Les députés ont adopté jeudi soir l'article 17 du projet de loi pour l'égalité entre les femmes et les hommes, qui étend la responsabilité des intermédiaires techniques pour les obliger à censurer d'office les contenus qui inciteraient à "la haine" à l'égard des femmes, des homosexuels ou des handicapés. Un objectif louable, mais aux effets redoutables.

Les députés ont adopté jeudi soir en seconde lecture le projet de loi pour l'égalité entre les femmes et les hommes, y compris l'article 17 très controversé qui étend à de nouveaux champs le régime de responsabilité des intermédiaires techniques, qui les oblige à faire la police sur les contenus qu'ils hébergent.

La disposition adoptée devra encore être confirmée par la commission mixte paritaire chargée de concilier les positions du Sénat et de l'Assemblée, mais ce ne devrait être qu'une formalité. Elle ajoute la "haine à l'égard de personnes à raison de leur sexe, de leur orientation ou identité sexuelle ou de leur handicap" à l'article 6 de la loi pour la confiance dans l'économie numérique (LCEN), qui dispose que "compte tenu de l'intérêt général attaché à la répression de l'apologie des crimes contre l'humanité, de l'incitation à la haine raciale ainsi que de la pornographie enfantine, de l'incitation à la violence, notamment l'incitation aux violences faites aux femmes, ainsi que des atteintes à la dignité humaine", les hébergeurs — auxquels sont assimilés les plateformes de contenus comme YouTube, Twitter ou Facebook — doivent :

  • mettre en place un dispositif facilement accessible et visible permettant à toute personne de porter à leur connaissance ce type de contenus ;
  • agir promptement pour retirer les contenus ou en rendre l'accès impossible ;
  • informer promptement les autorités publiques compétentes de toutes ces activités illicites qui leur seraient signalées et qu'exerceraient les destinataires de leurs services ;
  • rendre publics les moyens qu'elles consacrent à la lutte contre ces activités illicites.

Toute la difficulté, qui existait déjà avec les incitations à la haine raciale ou les incitations à la violence, est de confier à des entreprises privées le soin de qualifier pénalement les propos qui leur sont signalés, pour qu'eux-mêmes décident ou non de les censurer et de les transmettre aux autorités compétentes (en pratique à l'OCLCTIC, à travers la plateforme Pharos).

Où s'arrête un propos sexiste et où commence une incitation à la haine des femmes ? A quel moment un jugement de valeur sur l'homosexualité bascule-t-il vers une incitation à la haine contre les gays et lesbiennes ? Responsabilité pénale oblige de l'intermédiaire technique permissif, le doute profitera toujours à la censure.
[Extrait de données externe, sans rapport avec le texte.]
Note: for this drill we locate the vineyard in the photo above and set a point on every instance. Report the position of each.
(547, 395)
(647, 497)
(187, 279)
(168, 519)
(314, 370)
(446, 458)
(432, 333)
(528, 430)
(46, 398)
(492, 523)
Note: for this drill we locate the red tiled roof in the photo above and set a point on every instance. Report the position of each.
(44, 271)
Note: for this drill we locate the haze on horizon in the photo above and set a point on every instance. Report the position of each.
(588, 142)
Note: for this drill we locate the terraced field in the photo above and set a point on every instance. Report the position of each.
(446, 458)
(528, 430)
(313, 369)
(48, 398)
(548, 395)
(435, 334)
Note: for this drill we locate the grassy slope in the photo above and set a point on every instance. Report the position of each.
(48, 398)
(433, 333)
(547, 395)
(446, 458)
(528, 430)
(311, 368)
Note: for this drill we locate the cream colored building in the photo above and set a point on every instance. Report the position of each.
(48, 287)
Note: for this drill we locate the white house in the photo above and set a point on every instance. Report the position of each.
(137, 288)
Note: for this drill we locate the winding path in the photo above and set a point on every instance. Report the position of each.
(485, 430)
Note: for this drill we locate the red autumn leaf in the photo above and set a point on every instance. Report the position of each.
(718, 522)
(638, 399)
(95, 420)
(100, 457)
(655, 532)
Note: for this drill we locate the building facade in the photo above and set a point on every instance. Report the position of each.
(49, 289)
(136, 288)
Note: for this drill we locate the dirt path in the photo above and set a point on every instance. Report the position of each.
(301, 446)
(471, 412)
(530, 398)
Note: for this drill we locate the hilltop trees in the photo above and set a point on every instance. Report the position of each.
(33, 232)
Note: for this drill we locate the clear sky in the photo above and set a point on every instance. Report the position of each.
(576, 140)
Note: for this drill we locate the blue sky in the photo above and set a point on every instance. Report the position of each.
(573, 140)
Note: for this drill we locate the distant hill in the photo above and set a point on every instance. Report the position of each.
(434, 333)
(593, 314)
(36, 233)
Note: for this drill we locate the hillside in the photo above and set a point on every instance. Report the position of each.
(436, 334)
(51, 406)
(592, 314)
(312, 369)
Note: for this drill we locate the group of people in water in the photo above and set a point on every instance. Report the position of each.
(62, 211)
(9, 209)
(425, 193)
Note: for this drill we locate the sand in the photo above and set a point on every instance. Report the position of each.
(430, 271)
"Une cause trop importante pour servir de paravent"

"Comme l'a dénoncé La Quadrature du Net tout au long du processus législatif, une telle extension de la loi pour la confiance dans l'économie numérique (LCEN) porte gravement atteinte aux droits fondamentaux des citoyens, et notamment à la liberté d'expression et au droit au procès équitable", rappelle l'association dans un communiqué. Felix Tréguer, co-fondateur de la Quadrature du Net, estime que "les débats ont témoigné d'un inquiétant aveuglement face aux risques inhérents à la censure privée, et d'une coupable surdité face aux propositions alternatives visant à renforcer les moyens de la justice".

"La lutte contre les discriminations est une cause trop importante pour servir de paravent à des politiques attentatoires aux droits fondamentaux".

Hélas, le rapport sur la cybercriminalité, qui a fuité cette semaine, a encore démontré cette tendance lourde de privatisation de la justice et de la police, à travers l'accroissement de la responsabilité pénale des intermédiaires techniques.